PONTO RISCADO


Pontos riscados são desenhos que as entidades fazem para demonstrar as suas características, é a verdadeira identidade do Guia, é a sua assinatura.

Pode-se notar nos pontos a qual linha eles pertencem, a qual Orixá dirigem-se hierarquicamente e em que área da natureza ou ambiente praticam seus trabalhos.

O instrumento normalmente utilizado para o desenho do ponto é a Pemba, que vem a ser um tipo de giz branco ou colorido, especialmente utilizado para este fim.


O ponto pode ser riscado para diversas finalidades:

· Pela entidade, no momento da sua chegada para demonstração de que ela é verdadeira e tem plena condição de trabalho,

· Por algum representante do corpo mediúnico da casa na intenção de marcar ou posicionar um ponto de atração de determinada entidade/divindade.

· Pode também ser desenhado com um lápis pelo Cambono ou mesmo pelo consulente se assim a entidade determinar, para que seja utilizado como um instrumento de defesa ou proteção.


O ponto necessariamente não será sempre o mesmo. A entidade poderá, em trabalhos específicos, riscar outro ponto que não o seu, no sentido de somar outras forças às suas próprias na intenção de que o trabalho caritativo seja mais eficiente. Nestes casos, normalmente, já fora riscado anteriormente o ponto particular da entidade.

Podemos também para nossa defesa, em momentos de angústia ou dificuldades, lançarmos mão dos pontos das entidades em quem confiamos ou mesmo os pontos de qualquer um dos Orixás. É óbvio que não sendo a própria entidade que o riscou, o seu poder mágico vai depender muito da nossa fé e da nossa intenção.

Fiz questão de fazer esta ressalva, porque acredito piamente que a fé remove mesmo montanhas, e ao utilizarmos qualquer coisa que nos remeta à intenção de nossas entidades, tenho certeza de que elas nos ouvem e fazem de tudo para nos ajudar.

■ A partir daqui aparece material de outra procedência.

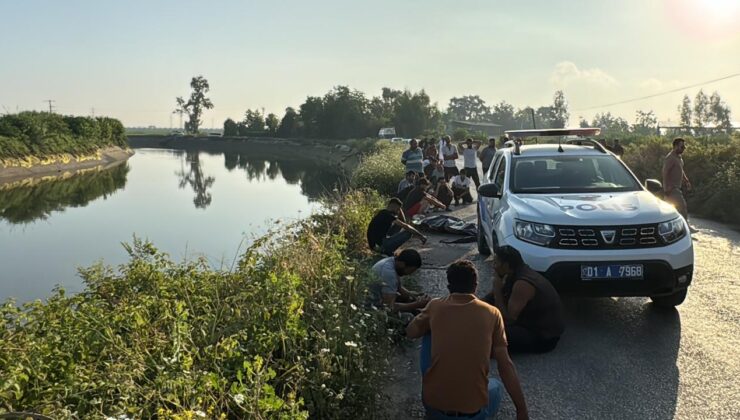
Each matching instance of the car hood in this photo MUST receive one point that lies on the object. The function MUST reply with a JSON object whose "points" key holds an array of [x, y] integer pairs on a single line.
{"points": [[635, 207]]}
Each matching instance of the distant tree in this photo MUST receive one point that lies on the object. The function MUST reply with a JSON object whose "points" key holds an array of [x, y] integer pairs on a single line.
{"points": [[524, 118], [503, 114], [468, 108], [290, 124], [345, 114], [645, 122], [608, 122], [242, 129], [311, 112], [560, 110], [254, 120], [701, 109], [684, 111], [414, 113], [720, 112], [230, 128], [194, 107], [272, 123], [546, 117]]}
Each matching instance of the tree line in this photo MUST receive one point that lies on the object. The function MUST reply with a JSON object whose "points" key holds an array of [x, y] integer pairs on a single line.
{"points": [[344, 113]]}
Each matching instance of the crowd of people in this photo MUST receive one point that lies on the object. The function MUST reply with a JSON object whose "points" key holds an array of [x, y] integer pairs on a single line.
{"points": [[460, 332], [433, 179]]}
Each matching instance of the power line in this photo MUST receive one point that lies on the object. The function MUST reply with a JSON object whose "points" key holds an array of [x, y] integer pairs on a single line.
{"points": [[659, 94]]}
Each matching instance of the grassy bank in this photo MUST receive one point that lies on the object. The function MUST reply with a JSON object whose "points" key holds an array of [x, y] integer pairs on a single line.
{"points": [[381, 169], [282, 334], [712, 165], [41, 134]]}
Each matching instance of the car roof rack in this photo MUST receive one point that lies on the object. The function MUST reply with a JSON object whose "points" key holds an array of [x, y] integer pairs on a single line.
{"points": [[552, 132], [579, 142]]}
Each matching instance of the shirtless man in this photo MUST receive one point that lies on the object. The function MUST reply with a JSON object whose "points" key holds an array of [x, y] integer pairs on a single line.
{"points": [[674, 177]]}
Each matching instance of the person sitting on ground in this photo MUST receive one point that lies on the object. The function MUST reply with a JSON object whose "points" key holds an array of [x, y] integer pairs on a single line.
{"points": [[487, 154], [413, 158], [388, 229], [531, 306], [443, 193], [408, 181], [460, 336], [431, 153], [470, 159], [388, 291], [418, 199], [461, 188], [438, 171]]}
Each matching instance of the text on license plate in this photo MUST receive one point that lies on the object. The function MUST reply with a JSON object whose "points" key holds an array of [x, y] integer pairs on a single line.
{"points": [[611, 271]]}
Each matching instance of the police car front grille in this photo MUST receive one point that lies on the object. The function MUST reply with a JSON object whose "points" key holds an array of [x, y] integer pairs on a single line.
{"points": [[606, 237]]}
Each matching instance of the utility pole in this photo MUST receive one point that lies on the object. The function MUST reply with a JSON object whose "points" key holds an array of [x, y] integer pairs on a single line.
{"points": [[534, 124], [51, 107]]}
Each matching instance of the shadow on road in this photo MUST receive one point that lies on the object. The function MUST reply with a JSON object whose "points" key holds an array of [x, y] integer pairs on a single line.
{"points": [[617, 359]]}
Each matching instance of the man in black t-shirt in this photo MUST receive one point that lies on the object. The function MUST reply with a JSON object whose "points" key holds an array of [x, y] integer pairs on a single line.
{"points": [[378, 230], [531, 306]]}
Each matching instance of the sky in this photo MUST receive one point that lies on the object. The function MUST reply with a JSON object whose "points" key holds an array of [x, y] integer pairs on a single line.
{"points": [[131, 59]]}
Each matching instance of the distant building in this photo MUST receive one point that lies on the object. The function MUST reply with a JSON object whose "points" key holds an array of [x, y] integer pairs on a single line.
{"points": [[490, 129]]}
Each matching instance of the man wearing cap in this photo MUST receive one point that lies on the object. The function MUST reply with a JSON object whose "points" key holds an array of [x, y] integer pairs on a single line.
{"points": [[388, 291], [380, 232], [487, 154], [531, 306], [460, 336], [413, 158]]}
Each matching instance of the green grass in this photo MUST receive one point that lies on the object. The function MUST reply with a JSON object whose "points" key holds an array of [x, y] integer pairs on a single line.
{"points": [[380, 170], [41, 134], [282, 334]]}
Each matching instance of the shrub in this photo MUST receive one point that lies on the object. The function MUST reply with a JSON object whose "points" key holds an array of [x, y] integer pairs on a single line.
{"points": [[42, 134], [281, 335], [710, 163], [381, 171]]}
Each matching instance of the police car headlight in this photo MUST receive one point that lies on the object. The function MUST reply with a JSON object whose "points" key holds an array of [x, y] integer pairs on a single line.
{"points": [[672, 230], [536, 233]]}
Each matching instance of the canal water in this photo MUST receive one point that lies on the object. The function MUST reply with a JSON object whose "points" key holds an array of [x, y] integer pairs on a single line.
{"points": [[189, 204]]}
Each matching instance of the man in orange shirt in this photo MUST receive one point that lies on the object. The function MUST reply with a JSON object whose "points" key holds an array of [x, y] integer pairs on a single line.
{"points": [[461, 335]]}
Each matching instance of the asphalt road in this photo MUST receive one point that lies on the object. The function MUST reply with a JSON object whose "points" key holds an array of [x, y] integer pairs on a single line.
{"points": [[620, 358]]}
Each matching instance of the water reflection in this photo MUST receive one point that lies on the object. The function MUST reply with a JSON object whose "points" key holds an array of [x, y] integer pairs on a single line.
{"points": [[197, 181], [25, 204], [315, 179]]}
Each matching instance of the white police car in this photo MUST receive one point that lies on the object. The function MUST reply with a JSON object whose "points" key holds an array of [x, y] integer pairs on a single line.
{"points": [[579, 216]]}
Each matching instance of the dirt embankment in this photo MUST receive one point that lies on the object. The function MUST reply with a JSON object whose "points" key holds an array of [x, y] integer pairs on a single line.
{"points": [[269, 148], [33, 168]]}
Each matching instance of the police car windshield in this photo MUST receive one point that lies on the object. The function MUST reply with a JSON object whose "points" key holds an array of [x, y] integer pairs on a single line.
{"points": [[570, 174]]}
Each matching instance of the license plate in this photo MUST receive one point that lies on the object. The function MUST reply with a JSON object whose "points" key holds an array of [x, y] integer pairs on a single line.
{"points": [[611, 271]]}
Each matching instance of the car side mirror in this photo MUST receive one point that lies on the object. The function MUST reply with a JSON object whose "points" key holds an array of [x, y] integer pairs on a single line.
{"points": [[654, 186], [488, 190]]}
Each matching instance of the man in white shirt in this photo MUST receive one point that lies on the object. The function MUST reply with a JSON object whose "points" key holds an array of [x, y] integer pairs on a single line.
{"points": [[449, 153], [461, 188], [470, 159]]}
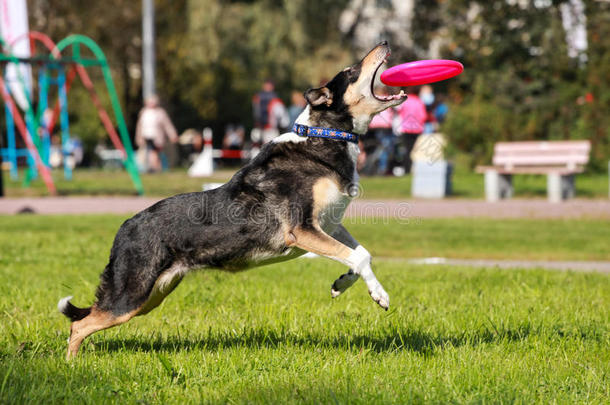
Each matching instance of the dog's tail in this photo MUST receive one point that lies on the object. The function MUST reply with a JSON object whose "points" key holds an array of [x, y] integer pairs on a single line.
{"points": [[74, 313]]}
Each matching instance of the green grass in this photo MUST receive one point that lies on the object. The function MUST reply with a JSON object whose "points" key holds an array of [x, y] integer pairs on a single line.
{"points": [[465, 185], [273, 335]]}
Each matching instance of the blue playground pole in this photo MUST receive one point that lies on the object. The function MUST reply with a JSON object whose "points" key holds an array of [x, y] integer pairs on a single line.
{"points": [[43, 88], [11, 148], [63, 120]]}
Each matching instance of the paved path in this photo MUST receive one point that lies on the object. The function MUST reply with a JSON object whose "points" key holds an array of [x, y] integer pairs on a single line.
{"points": [[407, 209], [581, 266]]}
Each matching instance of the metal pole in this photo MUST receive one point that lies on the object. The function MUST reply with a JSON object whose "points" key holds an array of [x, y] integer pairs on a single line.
{"points": [[148, 47], [1, 178]]}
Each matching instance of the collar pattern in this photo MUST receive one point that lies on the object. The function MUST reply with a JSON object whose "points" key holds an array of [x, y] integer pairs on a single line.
{"points": [[319, 132]]}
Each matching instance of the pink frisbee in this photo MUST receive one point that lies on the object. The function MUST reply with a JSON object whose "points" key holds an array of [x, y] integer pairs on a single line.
{"points": [[421, 72]]}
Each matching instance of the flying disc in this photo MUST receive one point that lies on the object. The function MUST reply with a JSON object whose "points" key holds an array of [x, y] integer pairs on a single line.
{"points": [[421, 72]]}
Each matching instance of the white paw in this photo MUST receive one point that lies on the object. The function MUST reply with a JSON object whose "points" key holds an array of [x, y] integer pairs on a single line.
{"points": [[381, 297], [343, 283]]}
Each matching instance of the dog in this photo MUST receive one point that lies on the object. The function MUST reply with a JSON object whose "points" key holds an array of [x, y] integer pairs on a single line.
{"points": [[288, 200]]}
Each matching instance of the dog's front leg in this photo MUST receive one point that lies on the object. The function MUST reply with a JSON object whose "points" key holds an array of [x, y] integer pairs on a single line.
{"points": [[346, 280], [358, 260]]}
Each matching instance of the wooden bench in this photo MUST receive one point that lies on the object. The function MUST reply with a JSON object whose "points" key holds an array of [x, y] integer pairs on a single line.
{"points": [[559, 160]]}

No entanto é preciso que se tenha bem em mente que o uso descontrolado, ou seja, o mau uso de qualquer dos apetrechos relacionados à espiritualidade, com certeza nos trarão sérios problemas, pois não há dúvidas que suas manipulações influenciam o meio espiritual de alguma forma e se não temos a proteção nem mesmo de nossa boa vontade e de bons sentimentos, poderemos vir a sofrer vários reveses, não por maldade ou punição das nossas entidades, mas pela nossa própria culpa, ao permitir aproximarem-se de nós, energias que não sabemos controlar.


Os Pontos riscados aliados aos Pontos cantados são, na maioria das vezes, os instrumentos que os Zeladores utilizam no sentido de se certificarem da verdadeira identidade da entidade e da sua capacidade de utilizar aquela matéria para a prática da caridade.

Existem publicações acerca de pontos riscados, no entanto devemos entender que tais pontos podem até mesmo serem usados pessoalmente, como já foi dito, por quem naquela entidade tenha fé ou simpatia.

Entretanto, de maneira alguma, poderão servir de base para determinar ou negar a identidade de outra entidade homônima que tenha riscado seu ponto de maneira diferente.


Quando se risca um ponto, em primeiro momento risca-se todo seu conteúdo, somente depois se fecha o circulo em torno dos objetos desenhados, pois se fizer o contrário, fechando primeiro o circulo, os objetos internos não terão valor, pois terão perdido a magia.

Há cerca de 17 pontos riscados para cada entidade, o que os diferencia é o símbolo que vai representa-lo, a força em que a entidade vai atuar.


O ponto é magístico quando tem uma função específica, quando deseja uma mudança exterior. Os pontos podem ser de:

· Trabalho

· Nome

· Firmeza

· Fundamento

· Defesa


Um gráfico é diferente de outro, exemplificando: o gráfico de evocação é diferente do gráfico de nome.


Devemos levantar (apagar) os pontos riscados, sempre após ter sido a vela totalmente consumida, seguindo o seguinte critério:

Pontos de Exus – com pinga

Pontos de Pombogiras – com champanhe

Pontos de Entidades da Direita – com água


Devemos usar preferencialmente uma vela branca para iluminar e volatilizar o ponto.

A diferença da cor da vela é apenas para expandir ou agregar.